Improvement arrived with the 188kW/366Nm 2.0-litre turbo four fitted to the third-generation ST in 2012, arriving after a two-year hiatus. Quicker and nimbler but with amorphous styling that lived in the shadow of its RS sibling, the ST always felt like accepting second best.

That changed with the fourth-generation car, launched in 2019. This had the best of everything: plenty of punch (206kW/420Nm) from the decently sized 2.3-litre four, playful handling, sharp styling, a choice of a six-speed manual or a seven-speed auto, and no Focus RS big brother to dull its shine. While it does lack the collectible cachet of an RS badge, having been on sale here for a mere three years, the fourthgen ST has second-tier future classic written all over it. Vale, Focus ST. You’ll be missed.
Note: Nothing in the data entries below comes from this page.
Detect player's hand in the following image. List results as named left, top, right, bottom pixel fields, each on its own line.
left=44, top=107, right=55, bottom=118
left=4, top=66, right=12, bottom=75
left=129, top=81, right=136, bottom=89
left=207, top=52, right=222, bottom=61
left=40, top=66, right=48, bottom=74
The ST was never slated to be the flagship. Ford was keen on a fourthgen Focus RS but emissions were an issue. A 300kW+ version of the Ford Escape’s PHEV powertrain was mooted at one point but the numbers never stacked up for such a limited production run.


The torque converter auto adds 26kg over the weight of a three-pedal Focus ST, so should you bother? Go for the manual and you also miss out on features like lane-keep assist, which some keen drivers may view as a plus. While the auto ST is still a decent thing, if you prefer the car to do the shifting for you, Hyundai’s dual-clutch i30 N is probably a better bet. In other words, stick with the stick.